Isto serve como contexto para o livro de que tratamos. O livro investiga as relações entre Freud e os escritores a quem se refere ou com quem teve uma interlocução. A intenção é evidenciar a presença intrínseca da criação literária na psicanálise. Mais que um assunto ou objeto de análise, ela possui uma relação estreita com a experiência analítica e seria a própria matéria da qual é feita a elaboração teórica.

No livro, há pequenos capítulos sobre a relação específica de Freud com autores “fonte”, como Shakespeare; autores que provocam a angústia e o fascínio do “duplo”, como Nietzsche e Schnitzler; e aqueles que tomaram Freud como objeto de sua escrita, como Thomas Mann. Uma ausência gritante é a de Sófocles: como pode o autor de Édipo Rei ter ficado de fora? Cada capítulo foi escrito integralmente por um dos autores, identificado ao seu final. E o livro tem o mérito de não deixar isto transparecer imediatamente. Há certo equilíbrio de estilo e nível de profundidade de análise. A leitura é leve e agradável, e pode ser feita linearmente ou focada em autores de interesse do leitor.

O tema central do livro é o lugar do Dichter, o poeta. Ele encarna aquela figura que Freud admira tanto, por sua capacidade de apreender imediatamente e de forma artística aquilo que o investigador (o Forsher) se esforça brutalmente por alcançar. Mas as relações entre o poeta e o investigador não são apenas de oposição. É inegável que o trabalho do teorizar, tão caro a Freud, alimenta-se da mesma fonte que a do poeta: a fantasia. Quantos conceitos e modelos eurísticos criou Freud? A quantos estilos de escrita recorreu ao longo de sua obra? Um Freud poeta emerge, para certo constrangimento do Freud investigador, aspirante ao reconhecimento pelo meio científico.

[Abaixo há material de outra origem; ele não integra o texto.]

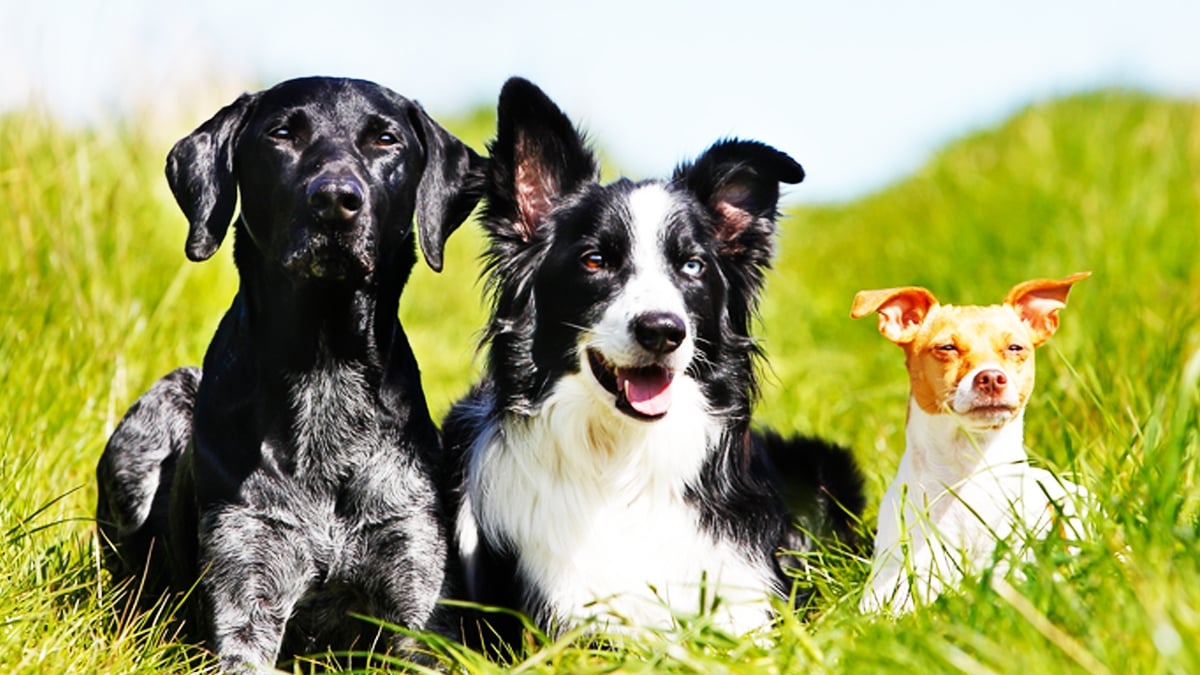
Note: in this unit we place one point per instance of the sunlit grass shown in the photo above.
(96, 302)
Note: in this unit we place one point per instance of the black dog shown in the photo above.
(610, 470)
(301, 469)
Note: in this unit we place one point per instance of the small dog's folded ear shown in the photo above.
(451, 185)
(1037, 302)
(538, 156)
(901, 310)
(199, 171)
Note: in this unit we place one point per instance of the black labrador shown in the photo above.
(295, 479)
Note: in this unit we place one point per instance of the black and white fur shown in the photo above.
(297, 478)
(609, 464)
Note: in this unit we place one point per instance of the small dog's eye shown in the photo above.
(593, 261)
(693, 267)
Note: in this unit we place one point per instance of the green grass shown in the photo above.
(96, 300)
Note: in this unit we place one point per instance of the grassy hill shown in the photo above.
(96, 300)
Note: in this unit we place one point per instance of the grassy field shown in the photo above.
(96, 300)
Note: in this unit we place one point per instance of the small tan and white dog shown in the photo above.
(964, 483)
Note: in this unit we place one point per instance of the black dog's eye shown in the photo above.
(693, 268)
(593, 261)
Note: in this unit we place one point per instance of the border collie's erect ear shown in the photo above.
(738, 183)
(450, 187)
(738, 180)
(199, 171)
(538, 156)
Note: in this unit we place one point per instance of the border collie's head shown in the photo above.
(629, 287)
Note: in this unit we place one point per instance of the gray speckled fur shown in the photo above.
(297, 479)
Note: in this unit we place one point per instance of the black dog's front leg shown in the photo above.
(255, 571)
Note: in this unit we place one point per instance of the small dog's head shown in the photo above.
(329, 172)
(628, 287)
(973, 362)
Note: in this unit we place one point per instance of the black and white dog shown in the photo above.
(297, 478)
(609, 466)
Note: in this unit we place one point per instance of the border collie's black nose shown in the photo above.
(659, 332)
(335, 198)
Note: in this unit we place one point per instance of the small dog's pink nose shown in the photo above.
(990, 382)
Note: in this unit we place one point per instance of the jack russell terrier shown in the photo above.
(964, 483)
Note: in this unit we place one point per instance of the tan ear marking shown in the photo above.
(1038, 300)
(901, 310)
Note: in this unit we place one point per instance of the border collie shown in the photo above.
(609, 470)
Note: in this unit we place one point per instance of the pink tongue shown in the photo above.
(648, 390)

A produção da fantasia, criação de símbolos e jogos de linguagem remetem ao apreço de Freud pelo Witz, o chiste, investigado no livro a partir de sua teorização por autores românticos. A capacidade de jogar com as palavras é dada àqueles que não esperam dela significados fixos e unívocos. Há algo de melancólico no uso da ironia. E aquele que inaugurou a psicanálise com um livro sobre a intepretação polissêmica dos sonhos está implicado nesta experiência.

E foi a Freud, intérprete de sonhos como o jovem José bíblico, que o grande romancista alemão Thomas Mann dedicou sua trilogia José e seus irmãos. Talvez o momento mais tocante de Freud com seus escritores seja aquele que retoma a cena de 14 de junho de 1936. Thomas Mann foi ao encontro de Freud, de saúde já debilitada, e leu para ele e sua família um ensaio que fez em homenagem aos seus 80 anos. O apreço entre a literatura e a psicanálise é recíproco, afinal.

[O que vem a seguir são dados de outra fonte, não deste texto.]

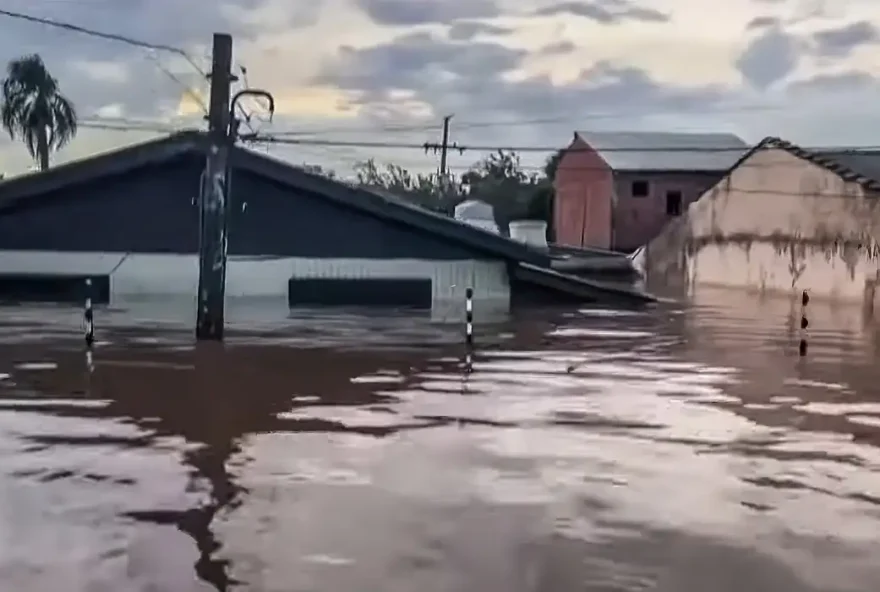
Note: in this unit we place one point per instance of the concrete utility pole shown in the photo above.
(444, 147)
(213, 206)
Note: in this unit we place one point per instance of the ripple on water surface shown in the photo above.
(675, 450)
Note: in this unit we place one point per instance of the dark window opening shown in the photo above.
(60, 289)
(673, 203)
(396, 293)
(640, 189)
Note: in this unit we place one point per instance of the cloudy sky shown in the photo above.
(513, 72)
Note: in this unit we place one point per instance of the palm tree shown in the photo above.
(34, 110)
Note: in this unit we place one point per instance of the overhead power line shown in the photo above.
(432, 146)
(102, 34)
(193, 94)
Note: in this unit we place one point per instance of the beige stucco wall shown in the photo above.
(777, 225)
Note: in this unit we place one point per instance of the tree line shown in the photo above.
(34, 111)
(498, 179)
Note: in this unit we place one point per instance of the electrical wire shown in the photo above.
(103, 35)
(121, 39)
(452, 148)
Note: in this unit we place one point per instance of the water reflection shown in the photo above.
(676, 449)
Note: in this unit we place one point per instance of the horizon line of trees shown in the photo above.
(34, 111)
(498, 179)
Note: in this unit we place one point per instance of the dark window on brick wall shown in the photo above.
(640, 189)
(673, 203)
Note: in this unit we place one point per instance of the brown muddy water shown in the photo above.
(685, 449)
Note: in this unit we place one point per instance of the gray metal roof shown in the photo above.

No início desta resenha, referi-me a Luiz Alfredo Garcia-Roza como um dos autores brasileiros de obras importantes sobre Freud. Pois ele se tornou também autor de uma série de romances policiais de sucesso; o poeta e o investigador se encontraram, afinal. Talvez ele tenha realizado um dos sonhos de Freud.

Freud com os escritores Pontalis, J.-B.. e Mango, E. G.. São Paulo: Três estrelas, 2014. 303 páginas.